In terms of concept, 65 almost has something going for it. Someone from an alien planet landing on Earth in the time of the dinosaurs is something that should be just a lot of fun, you get a bunch of wild alien technology against some of the most legendary creatures of all time and you have a recipe for some quality cheesy fun, as an idea it works but in execution it’s somehow just completely dull. It’s almost like the filmmakers thought the idea was enough and couldn’t be bothered to present the idea in a way that’s actually interesting. You don’t get the big cheesy fun action shots one might expect with this idea, you don’t get an interesting lead character (and considering the actor involved, that’s a goddamn crime in itself) and you don’t get any fun or interesting dialogue because you barely get any since the language barrier element effectively makes the small cast mute for most of the film.

That last part is what’s particularly surprising about 65, the fact that somehow this creative team couldn’t work out how to make another film with a silent cast work. Now part of this could just be because at least in A Quiet Place the characters knew each other and had some way of communicating, something that’s not really happening in this film. The two main characters can barely communicate and thus there’s no connection, nothing for the audience to really grab onto… and considering the obvious idea that Koa is essentially a substitute for Mills’ daughter it’s wild how there isn’t even THAT for us to cling to.

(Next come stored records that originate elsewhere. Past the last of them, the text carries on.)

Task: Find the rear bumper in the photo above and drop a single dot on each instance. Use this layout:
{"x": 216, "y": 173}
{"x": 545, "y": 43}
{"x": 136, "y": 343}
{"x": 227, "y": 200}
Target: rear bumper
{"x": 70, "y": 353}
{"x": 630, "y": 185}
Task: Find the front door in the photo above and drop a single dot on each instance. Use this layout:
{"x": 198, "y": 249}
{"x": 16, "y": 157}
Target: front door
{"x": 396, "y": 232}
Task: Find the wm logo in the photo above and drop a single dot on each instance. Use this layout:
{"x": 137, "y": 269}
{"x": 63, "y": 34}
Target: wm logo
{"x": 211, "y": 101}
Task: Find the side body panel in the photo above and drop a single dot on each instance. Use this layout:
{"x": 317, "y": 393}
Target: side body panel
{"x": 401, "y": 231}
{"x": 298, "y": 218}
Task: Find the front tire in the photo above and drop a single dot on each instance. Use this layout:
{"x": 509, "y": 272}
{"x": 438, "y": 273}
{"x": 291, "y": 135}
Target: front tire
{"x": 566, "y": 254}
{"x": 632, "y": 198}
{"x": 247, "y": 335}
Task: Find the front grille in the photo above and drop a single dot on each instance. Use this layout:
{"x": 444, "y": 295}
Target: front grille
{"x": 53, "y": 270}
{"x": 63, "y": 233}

It doesn’t feel like we’re following a pair of interesting characters on some dramatic adventure, we’re following two bits of paper that are slowly being moved up a mountain over the course of 90 minutes. It feels like a waste of Adam Driver who can absolutely deliver a great performance and should’ve been given the material to do that, Instead he just occasionally explains what is about to happen and then does it. There’s no flavour here, the character is a blank slate that the audience can’t connect with on any level. Now I’m not saying I would’ve preferred some quippy action movie cliche character, but at least that would be an active choice that 65 feels afraid to make.
Just when you think 65’s blandness can’t get any more obvious, it pulls off its biggest trick… it makes “Space weapons vs. Dinosaurs” into the most boring thing possible. There’s maybe one scene where the space weapons are even being used against the dinosaurs and it might as well just be a regular-looking gun. There’s nothing big or fun or bombastic going on, nothing that would require this to be about a guy from another planet crashing on Earth, no reason for the big enemy to be dinosaurs, absolutely nothing! There are so many potentially cool ideas here that should make for a fun, silly action film but they forgot to actually include the ‘fun’ part.
65 just kind of exists, going through the bare-bones plot of something that clearly wants to be entertaining but somehow forgets to actually to the part where they entertain. It’s the kind of film that you forget you’re watching while it’s still playing, it gives the audience nothing to work with and doesn’t seem to even try and do anything interesting. What should’ve been an easy fun time turned into an hour and a half of absolute waste with nothing to show for it at the end. It’s not even actively bad, it’s not actively anything and that’s probably even worse than if it was just a bad film. I’ll take bad over boring any damn day.